Aun así, entre Aliança Catalana y Vox hay muchas diferencias y, por lo tanto, no se pueden meter en el mismo saco. Uno es un partido catalán, el otro es un partido español y, encima, explícitamente anticatalán. Tanto lo es, de hecho, que uno de los objetivos de la formación de Santiago Abascal sería, si pudiera, exterminar a los catalanes y todo lo que tenga relación con el catalán y con Catalunya. Por este motivo, Vox es también una fuerza fascista, cosa que no se puede decir de la de la alcaldesa de Ripoll, por mucho que algunos intenten colgarle la etiqueta.

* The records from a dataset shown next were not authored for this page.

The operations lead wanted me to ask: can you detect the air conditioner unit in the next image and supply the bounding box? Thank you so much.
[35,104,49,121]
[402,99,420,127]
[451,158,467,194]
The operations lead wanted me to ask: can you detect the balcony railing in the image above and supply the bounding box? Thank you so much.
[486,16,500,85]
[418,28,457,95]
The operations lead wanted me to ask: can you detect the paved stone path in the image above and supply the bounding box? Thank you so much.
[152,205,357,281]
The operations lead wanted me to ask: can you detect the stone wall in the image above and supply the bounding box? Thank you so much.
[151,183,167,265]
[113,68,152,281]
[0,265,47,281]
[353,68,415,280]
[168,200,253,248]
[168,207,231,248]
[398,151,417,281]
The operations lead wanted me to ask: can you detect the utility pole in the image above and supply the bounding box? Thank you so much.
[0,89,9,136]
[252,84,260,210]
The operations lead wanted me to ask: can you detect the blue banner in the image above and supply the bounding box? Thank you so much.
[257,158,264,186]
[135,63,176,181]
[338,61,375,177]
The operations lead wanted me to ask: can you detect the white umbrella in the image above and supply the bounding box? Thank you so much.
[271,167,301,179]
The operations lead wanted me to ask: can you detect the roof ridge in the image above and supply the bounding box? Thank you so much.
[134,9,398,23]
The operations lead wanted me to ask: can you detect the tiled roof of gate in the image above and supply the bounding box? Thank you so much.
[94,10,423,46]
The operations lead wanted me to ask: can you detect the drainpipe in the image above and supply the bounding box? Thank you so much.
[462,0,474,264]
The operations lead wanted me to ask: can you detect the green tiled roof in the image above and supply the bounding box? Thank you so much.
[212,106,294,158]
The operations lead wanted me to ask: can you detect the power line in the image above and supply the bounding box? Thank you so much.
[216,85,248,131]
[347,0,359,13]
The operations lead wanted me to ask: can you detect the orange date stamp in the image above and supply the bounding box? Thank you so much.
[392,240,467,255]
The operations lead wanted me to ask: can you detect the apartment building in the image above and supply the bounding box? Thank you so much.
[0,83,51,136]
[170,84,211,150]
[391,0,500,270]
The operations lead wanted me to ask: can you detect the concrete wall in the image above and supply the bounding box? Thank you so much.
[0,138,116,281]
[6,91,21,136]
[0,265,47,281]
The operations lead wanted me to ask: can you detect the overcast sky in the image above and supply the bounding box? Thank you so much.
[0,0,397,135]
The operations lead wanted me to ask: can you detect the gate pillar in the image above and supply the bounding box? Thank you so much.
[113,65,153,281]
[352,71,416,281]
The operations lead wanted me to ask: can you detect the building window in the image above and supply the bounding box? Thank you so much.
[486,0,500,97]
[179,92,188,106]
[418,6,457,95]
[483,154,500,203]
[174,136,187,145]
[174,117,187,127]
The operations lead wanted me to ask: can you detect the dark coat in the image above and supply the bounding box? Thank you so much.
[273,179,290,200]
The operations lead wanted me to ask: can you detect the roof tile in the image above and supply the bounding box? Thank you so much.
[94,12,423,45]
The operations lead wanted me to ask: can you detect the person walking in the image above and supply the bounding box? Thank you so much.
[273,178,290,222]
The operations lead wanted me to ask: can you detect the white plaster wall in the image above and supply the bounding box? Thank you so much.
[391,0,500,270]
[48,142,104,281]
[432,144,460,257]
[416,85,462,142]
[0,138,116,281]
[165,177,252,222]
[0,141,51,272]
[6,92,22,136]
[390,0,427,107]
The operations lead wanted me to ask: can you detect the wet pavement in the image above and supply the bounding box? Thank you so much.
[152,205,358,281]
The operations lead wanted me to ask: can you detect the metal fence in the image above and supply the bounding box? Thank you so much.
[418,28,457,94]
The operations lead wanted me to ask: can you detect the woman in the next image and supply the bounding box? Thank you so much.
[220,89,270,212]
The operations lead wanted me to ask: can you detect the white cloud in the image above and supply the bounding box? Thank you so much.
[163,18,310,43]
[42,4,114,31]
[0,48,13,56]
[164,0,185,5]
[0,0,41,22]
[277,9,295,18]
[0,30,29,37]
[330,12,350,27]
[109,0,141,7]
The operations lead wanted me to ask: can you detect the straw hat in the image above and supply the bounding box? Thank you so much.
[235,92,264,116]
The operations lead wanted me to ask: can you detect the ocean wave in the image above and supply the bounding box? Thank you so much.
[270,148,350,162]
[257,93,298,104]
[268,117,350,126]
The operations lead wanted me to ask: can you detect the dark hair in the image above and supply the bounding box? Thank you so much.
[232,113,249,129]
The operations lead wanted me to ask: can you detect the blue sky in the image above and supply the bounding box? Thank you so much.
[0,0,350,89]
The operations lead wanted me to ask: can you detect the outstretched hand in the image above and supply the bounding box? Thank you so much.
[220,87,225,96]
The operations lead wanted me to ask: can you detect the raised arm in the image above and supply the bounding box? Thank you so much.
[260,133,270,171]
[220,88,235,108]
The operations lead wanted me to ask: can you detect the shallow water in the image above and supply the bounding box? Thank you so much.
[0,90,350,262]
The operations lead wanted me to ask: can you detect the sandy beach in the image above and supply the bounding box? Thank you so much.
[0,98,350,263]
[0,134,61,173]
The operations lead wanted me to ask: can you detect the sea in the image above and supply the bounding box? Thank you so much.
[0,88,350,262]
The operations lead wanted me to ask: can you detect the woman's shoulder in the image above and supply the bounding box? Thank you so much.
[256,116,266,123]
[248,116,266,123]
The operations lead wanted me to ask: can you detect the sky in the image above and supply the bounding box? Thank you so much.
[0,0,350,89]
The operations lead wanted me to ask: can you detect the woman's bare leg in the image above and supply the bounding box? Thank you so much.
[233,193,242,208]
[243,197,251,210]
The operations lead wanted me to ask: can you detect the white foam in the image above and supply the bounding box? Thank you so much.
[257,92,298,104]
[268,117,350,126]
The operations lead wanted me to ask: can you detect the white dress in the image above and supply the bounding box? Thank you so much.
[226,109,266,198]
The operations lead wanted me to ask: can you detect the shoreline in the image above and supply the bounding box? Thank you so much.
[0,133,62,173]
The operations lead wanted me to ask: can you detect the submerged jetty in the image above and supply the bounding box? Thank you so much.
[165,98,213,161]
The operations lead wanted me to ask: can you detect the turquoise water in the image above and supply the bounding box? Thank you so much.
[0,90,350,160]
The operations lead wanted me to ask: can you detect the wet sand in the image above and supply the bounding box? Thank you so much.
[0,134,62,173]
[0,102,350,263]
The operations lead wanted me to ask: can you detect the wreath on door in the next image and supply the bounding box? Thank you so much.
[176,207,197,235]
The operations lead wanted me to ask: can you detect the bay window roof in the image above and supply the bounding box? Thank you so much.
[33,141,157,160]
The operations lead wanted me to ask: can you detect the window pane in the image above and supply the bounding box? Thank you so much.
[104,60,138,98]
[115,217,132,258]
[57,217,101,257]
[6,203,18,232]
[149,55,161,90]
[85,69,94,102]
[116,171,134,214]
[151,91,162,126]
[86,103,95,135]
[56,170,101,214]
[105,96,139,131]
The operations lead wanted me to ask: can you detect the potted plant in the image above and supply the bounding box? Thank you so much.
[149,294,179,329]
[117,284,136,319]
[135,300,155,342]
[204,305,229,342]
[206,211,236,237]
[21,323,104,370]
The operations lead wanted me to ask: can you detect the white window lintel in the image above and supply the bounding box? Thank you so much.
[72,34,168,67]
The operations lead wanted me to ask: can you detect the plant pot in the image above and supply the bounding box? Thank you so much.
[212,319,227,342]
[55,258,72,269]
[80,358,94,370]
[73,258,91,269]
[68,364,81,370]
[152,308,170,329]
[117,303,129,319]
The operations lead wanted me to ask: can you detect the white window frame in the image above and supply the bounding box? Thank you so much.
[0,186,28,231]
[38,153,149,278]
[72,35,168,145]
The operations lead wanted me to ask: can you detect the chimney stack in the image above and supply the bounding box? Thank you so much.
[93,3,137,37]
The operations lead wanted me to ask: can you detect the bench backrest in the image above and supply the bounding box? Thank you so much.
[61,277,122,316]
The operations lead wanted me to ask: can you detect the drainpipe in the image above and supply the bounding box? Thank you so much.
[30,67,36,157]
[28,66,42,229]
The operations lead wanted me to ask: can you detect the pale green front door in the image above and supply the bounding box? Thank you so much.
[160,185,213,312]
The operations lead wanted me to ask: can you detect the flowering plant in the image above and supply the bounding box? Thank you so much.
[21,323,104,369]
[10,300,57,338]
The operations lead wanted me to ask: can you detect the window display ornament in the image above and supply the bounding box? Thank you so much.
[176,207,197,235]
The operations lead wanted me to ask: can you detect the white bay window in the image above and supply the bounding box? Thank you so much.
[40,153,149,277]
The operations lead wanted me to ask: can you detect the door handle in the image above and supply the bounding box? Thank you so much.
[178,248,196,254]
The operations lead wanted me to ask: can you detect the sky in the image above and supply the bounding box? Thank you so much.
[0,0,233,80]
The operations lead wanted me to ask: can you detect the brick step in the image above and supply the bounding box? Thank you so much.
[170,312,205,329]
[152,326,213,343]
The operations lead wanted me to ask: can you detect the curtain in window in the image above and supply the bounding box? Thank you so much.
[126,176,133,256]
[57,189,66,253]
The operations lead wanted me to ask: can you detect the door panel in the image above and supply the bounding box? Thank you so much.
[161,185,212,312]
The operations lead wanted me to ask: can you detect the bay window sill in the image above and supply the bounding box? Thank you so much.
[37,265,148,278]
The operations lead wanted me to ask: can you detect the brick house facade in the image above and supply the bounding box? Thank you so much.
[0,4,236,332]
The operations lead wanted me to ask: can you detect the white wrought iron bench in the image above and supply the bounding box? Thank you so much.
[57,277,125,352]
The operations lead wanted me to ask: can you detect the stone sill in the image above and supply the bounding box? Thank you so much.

Aliança Catalana tiene, además, un extenso programa social, económico y nacional mezcla de preceptos liberales y socialdemócratas, y llegados a este punto la gente debería hacer el esfuerzo de leerlo íntegramente antes de criticar su contenido sin conocimiento de causa por el simple hecho de que habla de inmigración. Ni que fuera para saber realmente a qué se oponen los que lo hacen.

La conclusión, para ir terminando, debería ser que, si querer controlar, ordenar y limitar los flujos migratorios, de manera que toda la inmigración que llegue a Catalunya sea legal y que la ilegal no tenga cabida —y aquí está incluido un concepto especialmente polémico como el de las deportaciones— es de extrema derecha, entonces probablemente un grueso cada vez más importante de la ciudadanía catalana es de extrema derecha. Y no porque sea militante o simpatizante de Aliança Catalana, sino porque esta es una realidad cada vez más extendida entre la población, más allá de la ideología de cada uno, en línea con lo que sucede en otros lugares de Europa, como Italia o Dinamarca, por ejemplo. No querer entrar en el debate sobre la incidencia que tiene la inmigración en la seguridad, en la asistencia sanitaria, en los servicios sociales, en la enseñanza, en los salarios, en la vivienda, en las actitudes machistas, en el conocimiento de la lengua catalana, en las tradiciones autóctonas o, entre otros, en la preservación de la identidad nacional de Catalunya, es dejar el camino expedito para que fuerzas como Aliança Catalana se lo hagan suyo y conecten con la gente por poco que les transmitan cuatro mensajes sensatos.

No es que Sílvia Orriols tenga razón en todo lo que dice —aunque parece que los ponga a todos muy nerviosos— ni que muchas de las soluciones que plantea no sean cuestionables. Es que esta izquierda dogmática, sectaria y que mira a todo el mundo por encima del hombro —totalitaria, en definitiva—, ha renunciado a tratar estos y otros problemas y ha sido incapaz, en consecuencia, de ofrecer respuestas satisfactorias a las inquietudes de la población. Y el resto de partidos convencionales, aunque no sean de izquierda, ha hecho exactamente igual. A partir de aquí, finalmente, que nadie se extrañe si todos juntos, no en las encuestas, en las urnas, se topan con alternativas que les pasan por encima.